SCI
Cameron Widhalm, DO
PM&R resident
Casa Colina
Pomona, California, United States
Petro Zaroukian, MD
Resident Physician
Casa Colina Hospital and Centers for Healthcare
Pomona, California, United States
Brian Khin, DO
PM&R Resident
Casa Colina
Arcadia, California, United States
Brian Vu, MD
resident physician
Casa Colina Hospital
Chino Hills, California, United States
Emmanuel Villalpando, MD
resident physician
Casa Colina Hospital
Pomona, California, United States
Hunter Goldsmith, MD
PM&R Resident
Casa Colina
Pomona, California, United States
Cameron Widhalm, BS
Western University of Health Sciences
Pomona, California, United States
41 year-old male with a C4 ASIA B spinal cord injury secondary to motor vehicle accident five years prior and status post C4 -T2 spinal fusion presenting with late effect esophageal perforation.
Case Description:
The patient was admitted to acute rehabilitation for functional decline secondary to sepsis from urinary source.

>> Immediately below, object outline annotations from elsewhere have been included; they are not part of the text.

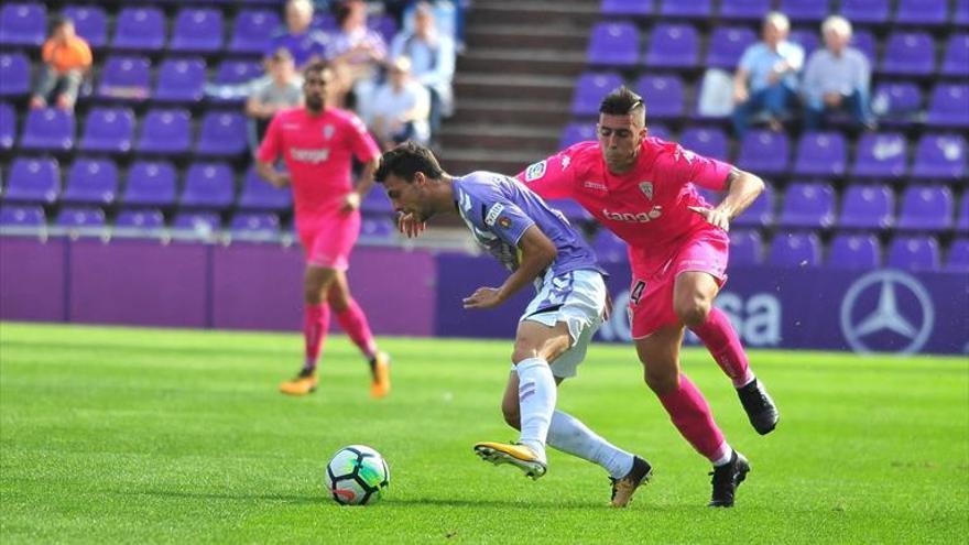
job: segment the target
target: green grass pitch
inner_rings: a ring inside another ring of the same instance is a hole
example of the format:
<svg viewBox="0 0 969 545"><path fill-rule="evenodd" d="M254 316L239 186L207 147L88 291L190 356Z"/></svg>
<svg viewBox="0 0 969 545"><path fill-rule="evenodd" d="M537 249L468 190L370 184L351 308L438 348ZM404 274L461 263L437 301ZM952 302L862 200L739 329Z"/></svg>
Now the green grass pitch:
<svg viewBox="0 0 969 545"><path fill-rule="evenodd" d="M700 349L684 368L753 470L705 506L706 460L642 382L630 346L595 345L559 408L646 457L654 480L607 506L605 471L557 451L532 482L478 460L509 440L511 341L381 339L394 391L331 337L322 385L276 392L296 335L0 324L0 543L966 543L969 362L753 351L782 418L748 424ZM326 461L361 443L389 495L341 508Z"/></svg>

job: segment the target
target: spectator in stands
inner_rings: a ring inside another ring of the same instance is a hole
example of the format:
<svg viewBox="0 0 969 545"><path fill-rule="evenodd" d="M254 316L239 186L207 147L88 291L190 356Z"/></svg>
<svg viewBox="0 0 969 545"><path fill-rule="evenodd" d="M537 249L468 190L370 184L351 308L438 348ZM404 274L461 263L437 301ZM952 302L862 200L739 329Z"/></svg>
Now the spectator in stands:
<svg viewBox="0 0 969 545"><path fill-rule="evenodd" d="M246 103L246 113L251 118L249 140L253 150L279 110L303 106L303 87L290 51L280 47L269 63L270 79L260 81Z"/></svg>
<svg viewBox="0 0 969 545"><path fill-rule="evenodd" d="M764 18L762 40L747 48L733 76L733 129L742 138L751 119L762 112L771 129L783 129L782 120L797 97L797 73L804 50L788 42L791 23L773 11Z"/></svg>
<svg viewBox="0 0 969 545"><path fill-rule="evenodd" d="M864 53L849 47L851 23L831 15L821 24L825 48L812 53L804 70L804 121L818 130L827 112L848 110L860 127L873 128L869 103L871 66Z"/></svg>
<svg viewBox="0 0 969 545"><path fill-rule="evenodd" d="M44 67L31 96L31 108L44 108L53 99L58 108L74 109L80 84L92 62L90 46L75 33L74 21L54 20L41 56Z"/></svg>
<svg viewBox="0 0 969 545"><path fill-rule="evenodd" d="M390 56L409 57L414 77L431 91L431 132L437 133L442 117L450 116L454 109L455 45L451 36L438 31L429 3L417 3L414 30L394 37Z"/></svg>
<svg viewBox="0 0 969 545"><path fill-rule="evenodd" d="M431 94L411 74L411 59L398 57L390 77L373 97L373 134L384 150L405 140L426 144L431 140Z"/></svg>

The patient was continued on antibiotics however still developed intermittent constitutional symptoms. The patient also endorsed a subjective cold sensation in his throat when drinking water. Record review showed that a year and a half ago, he developed recurrent neck abscesses around his cervical surgical site, requiring antibiotics. We then ordered an esophagram which was negative for esophageal extravasation. Blood cultures grew both MRSA and fusobacterium. CT neck revealed soft tissue thickening around upper thoracic vertebral bodies with possible esophageal connection fistula. ENT and neurosurgery took the patient in for an endoscopy, which revealed an esophageal perforation with exposed spinal hardware and paraspinal abscess, requiring hardware revision and incision and drainage.
Discussions:
The incidence of esophageal perforation following cervical fixation is between 0.02% to 1.62%, with most being diagnosed within a median of 44.5 days. Morbidity and mortality rates remain high, as perforations detected and treated within 24 hours have mortality rates reported at 20%. Current literature describes rare cases of esophageal perforations years after initial cervical fixation. Most patients present with nondescript symptoms: neck pain, dysphagia, or pneumonia. Initial imaging can often be negative or equivocal, necessitating repeat studies with confirmation from esophagram or endoscopy. Our case highlights the importance of a thorough workup for non-descript symptoms, in patients with a history of cervical fixation.
Conclusions:
Patients with a history of cervical fixation who present with vague pharyngeal complaints with concurrent refractory infections should raise suspicion for pharyngoesophageal perforation from spinal hardware.